TRANSDNIESTER SUSPENDS COOPERATION WITH OSCE.

Publication: Monitor Volume: 3 Issue: 49

Transdniester’s leadership announced yesterday that it has "decided to halt the activity in the region" of the OSCE’s Mission to Moldova. Self-styled state secretary Valery Litskay elaborated that the Mission’s "access to the region is inexpedient" because of its report last month to the OSCE’s Permanent Council and its disavowal of the June 1996 draft memorandum on conflict settlement. Litskay indicated that Transdniester may renew cooperation with the OSCE Mission if the latter accepts that memorandum, and he reaffirmed that Transdniester’s return to the negotiations with Chisinau is conditional on the signing of that document. (Interfax, March 10)

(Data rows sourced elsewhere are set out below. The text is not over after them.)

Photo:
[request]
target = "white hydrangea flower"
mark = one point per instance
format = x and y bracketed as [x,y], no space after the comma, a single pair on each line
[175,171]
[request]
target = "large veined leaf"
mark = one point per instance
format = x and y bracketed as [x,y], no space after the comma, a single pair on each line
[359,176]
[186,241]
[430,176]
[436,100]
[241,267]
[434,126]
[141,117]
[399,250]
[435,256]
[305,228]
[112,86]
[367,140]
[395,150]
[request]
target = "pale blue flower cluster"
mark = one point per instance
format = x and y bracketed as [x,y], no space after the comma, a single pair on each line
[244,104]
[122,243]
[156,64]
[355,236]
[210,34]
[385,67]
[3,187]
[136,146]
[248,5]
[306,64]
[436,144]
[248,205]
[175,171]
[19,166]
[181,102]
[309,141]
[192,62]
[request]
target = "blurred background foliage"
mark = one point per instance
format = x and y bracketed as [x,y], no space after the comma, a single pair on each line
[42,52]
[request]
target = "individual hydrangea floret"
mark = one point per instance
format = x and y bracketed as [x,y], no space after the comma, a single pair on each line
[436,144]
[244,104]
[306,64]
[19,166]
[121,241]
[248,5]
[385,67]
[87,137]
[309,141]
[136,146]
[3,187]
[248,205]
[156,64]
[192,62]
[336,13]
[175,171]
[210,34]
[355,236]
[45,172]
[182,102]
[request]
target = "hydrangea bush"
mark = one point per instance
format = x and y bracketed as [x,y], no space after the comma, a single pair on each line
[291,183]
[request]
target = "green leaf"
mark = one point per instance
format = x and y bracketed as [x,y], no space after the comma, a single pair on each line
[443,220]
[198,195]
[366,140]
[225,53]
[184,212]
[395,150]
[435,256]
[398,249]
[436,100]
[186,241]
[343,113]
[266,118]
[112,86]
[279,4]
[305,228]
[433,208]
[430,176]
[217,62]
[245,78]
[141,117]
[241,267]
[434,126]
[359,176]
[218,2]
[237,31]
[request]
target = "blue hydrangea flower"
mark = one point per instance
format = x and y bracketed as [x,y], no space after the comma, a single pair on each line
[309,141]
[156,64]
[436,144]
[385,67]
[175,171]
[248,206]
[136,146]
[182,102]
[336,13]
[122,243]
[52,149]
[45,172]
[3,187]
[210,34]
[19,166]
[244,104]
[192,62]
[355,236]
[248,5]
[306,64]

The Mission’s report irked Transdniester by listing some of Tiraspol’s violations of the armistice agreement and by disavowing the Russian-drafted memorandum for failing to stipulate Moldova’s sovereign integrity, in contradiction to OSCE principles. (See Monitor, March 7) The practical implications of a Transdniester refusal to cooperate with the Mission are unclear, and may well include barring the Mission’s access. An earlier agreement, which expired last month, gave the Mission some rights of access to secessionist-controlled territory and some rights to attend and address Armistice Control Commission meetings, subject to a Russian and/or Transdniester veto that the two have sometimes exercised.